Sugar Maple is an eight-episode dramatic fiction podcast from Osiris Media. Each episode centers around one owner of a semi-mythical Fender Telecaster electric guitar (which attracted me to it in the first place). The story stretches across several decades and musical styles, over which the Telecaster, „Sugar Maple,“ is played by a series of musicians. To each, the guitar brings both (ephemereal) success and failure.
Sugar Maple is an example of how expectations are set up and managed in the course of the narrative. Key to the structure is the fourth episode that reveals the secret around Sugar Maple. The 4th episode sets up the expectations for a mythical cyclical structure. In this episode, it is revealed that the guitar’s wood was taken from the mythical Thread Tree, a tree of cosmic dimensions that was eventually cut down.
This revelation ties together the various threads of the narrative, first and foremost the Tree motif introduced at the very start of ep. 1, and changes the course of the whole narrative. Up to now, the story has been about the narrator’s quest to find his father’s guitar. (The narrator actually reflects on what he’s trying to tell in Episode 2.) Episode 4 puts this quest in a different perspective and it does so by setting up the mythical Ring.

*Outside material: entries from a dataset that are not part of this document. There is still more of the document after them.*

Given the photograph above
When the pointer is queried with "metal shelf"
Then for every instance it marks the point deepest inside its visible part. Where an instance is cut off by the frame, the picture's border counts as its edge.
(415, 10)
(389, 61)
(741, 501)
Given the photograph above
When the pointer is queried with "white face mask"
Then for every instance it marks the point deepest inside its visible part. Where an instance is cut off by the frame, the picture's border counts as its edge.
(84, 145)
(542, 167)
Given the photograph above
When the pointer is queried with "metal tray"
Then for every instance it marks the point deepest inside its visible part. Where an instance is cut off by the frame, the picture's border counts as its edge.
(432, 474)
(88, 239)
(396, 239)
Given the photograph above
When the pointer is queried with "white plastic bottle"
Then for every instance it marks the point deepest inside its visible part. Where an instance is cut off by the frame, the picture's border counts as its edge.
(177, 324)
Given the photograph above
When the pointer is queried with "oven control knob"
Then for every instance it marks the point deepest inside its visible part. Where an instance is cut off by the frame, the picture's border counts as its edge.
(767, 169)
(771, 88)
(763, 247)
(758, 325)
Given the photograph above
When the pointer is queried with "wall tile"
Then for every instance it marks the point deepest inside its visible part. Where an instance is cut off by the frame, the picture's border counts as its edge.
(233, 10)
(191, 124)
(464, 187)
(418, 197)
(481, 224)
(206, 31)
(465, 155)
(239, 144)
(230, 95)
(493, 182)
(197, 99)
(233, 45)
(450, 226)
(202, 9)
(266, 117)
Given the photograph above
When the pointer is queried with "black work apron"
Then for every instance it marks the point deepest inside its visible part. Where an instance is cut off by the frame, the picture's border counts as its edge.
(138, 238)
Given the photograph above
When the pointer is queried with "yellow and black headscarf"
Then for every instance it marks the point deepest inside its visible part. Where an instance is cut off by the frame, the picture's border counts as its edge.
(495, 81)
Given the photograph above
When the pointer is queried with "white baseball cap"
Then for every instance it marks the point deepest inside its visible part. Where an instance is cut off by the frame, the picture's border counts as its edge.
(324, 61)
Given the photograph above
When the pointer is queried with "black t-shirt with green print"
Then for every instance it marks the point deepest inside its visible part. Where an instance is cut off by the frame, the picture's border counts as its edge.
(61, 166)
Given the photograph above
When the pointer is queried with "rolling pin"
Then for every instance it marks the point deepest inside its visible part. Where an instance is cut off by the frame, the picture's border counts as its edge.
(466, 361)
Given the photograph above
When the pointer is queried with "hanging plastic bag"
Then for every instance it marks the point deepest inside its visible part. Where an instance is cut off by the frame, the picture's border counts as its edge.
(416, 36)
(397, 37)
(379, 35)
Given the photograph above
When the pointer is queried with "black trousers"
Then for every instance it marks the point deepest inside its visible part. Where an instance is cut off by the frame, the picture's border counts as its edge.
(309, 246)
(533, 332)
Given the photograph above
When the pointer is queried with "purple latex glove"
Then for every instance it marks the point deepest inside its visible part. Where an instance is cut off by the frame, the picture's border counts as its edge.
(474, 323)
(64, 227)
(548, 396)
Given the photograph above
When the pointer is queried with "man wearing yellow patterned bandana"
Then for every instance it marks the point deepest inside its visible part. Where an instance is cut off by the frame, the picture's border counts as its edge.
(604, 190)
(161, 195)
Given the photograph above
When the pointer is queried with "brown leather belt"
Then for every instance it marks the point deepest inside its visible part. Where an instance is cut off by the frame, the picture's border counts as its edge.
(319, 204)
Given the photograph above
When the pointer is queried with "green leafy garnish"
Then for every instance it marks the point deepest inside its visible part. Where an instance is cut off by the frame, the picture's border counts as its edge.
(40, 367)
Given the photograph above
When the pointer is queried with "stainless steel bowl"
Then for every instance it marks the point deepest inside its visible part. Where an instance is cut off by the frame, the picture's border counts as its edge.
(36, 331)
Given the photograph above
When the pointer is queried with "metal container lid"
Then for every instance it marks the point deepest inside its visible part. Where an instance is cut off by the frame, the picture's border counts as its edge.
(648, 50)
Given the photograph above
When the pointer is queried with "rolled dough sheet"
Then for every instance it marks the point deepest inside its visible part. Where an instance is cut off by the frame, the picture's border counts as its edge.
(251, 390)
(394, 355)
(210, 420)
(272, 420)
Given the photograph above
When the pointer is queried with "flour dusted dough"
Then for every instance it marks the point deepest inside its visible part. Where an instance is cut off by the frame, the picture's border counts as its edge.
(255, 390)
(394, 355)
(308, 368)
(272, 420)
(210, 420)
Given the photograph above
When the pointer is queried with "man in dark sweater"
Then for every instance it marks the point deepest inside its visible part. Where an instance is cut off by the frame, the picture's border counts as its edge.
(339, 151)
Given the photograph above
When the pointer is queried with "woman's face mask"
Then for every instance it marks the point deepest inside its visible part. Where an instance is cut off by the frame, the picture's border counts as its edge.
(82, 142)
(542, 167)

Narrator Terrance now grows certain that Sugar Maple is used by Thread Tree to end the world, and that the seventh player will eventually bring about Armageddon. Players 5 and 6, coutry singer Belinda Rose and gospel musician Quentin Gladstone, only serve to reinforce the notion that Sugar Maple returns every seven years, grows another branch every time it is used by a new owner, propels them to brief fame, and ultimate shame.
It is Episode 7 that seems to complete the first ring, only to destroy the notion that was set up by the narrative. The seventh owner, London punk musician and heroin addict Fiona Blitzkrieg, plays Sugar Maple at her New Year’s Eve show. Terrance and his friend arrive too late to stop her, and the episode ends with a big cliffhanger.
Some more structural elements:
- the number Seven: the story is ostensibly about the guitar’s seven owners
- The first lick played on the guitar has seven notes
- Narrator Terrance Woodridge makes a seven-step plan for his story in ep. 2
- Thread Tree, Sugar Maple’s secret is revealed by the fourth episode, right in the middle of a seven-part narrative
- Palindromes: song titles Circle Loop Pool Electric, Loop-O, Revolover
- introduction of the Tree motiv at the very beginning
- dreams of the tree in episodes 1 and 2
- Song lines „Walking through the sacred land / here I stand, axe in hand“ from the lead song of ep. 1
However, the magical number seven fails to deliver. Instead, in Episode 8, all former Sugar Maple owners as well as Terrance are propelled to one moment in time (around 2020) to a big concert, at which Terrance is reunited with his mother and father. At the concert, Terrance himself becomes the last player. The power of the combined musicians and audence, instead of finally ending the world, rejuvenate it and make the story end on a final note of hope for the future that is now exorcised from the wrath of Thread Tree.
As it turns out (explicitly or just implicitly?), Terrance is not the eighth player but the ninth. His mother had actually picked up the repaired Sugar Maple and played a seven-note lick on it before returning it to Bobby Lindro. The ring is framed by another ring, the central loading remains intact; the Seven is replaced by the equally magical Number Nine.
And finally, the story of Death and Rebirth is THE eternal circle when Terrance’s eighth song Revolover – again a palindrome, and a pun on the revolving, cyclical nature of the narrative – breaks Thread Tree’s spell.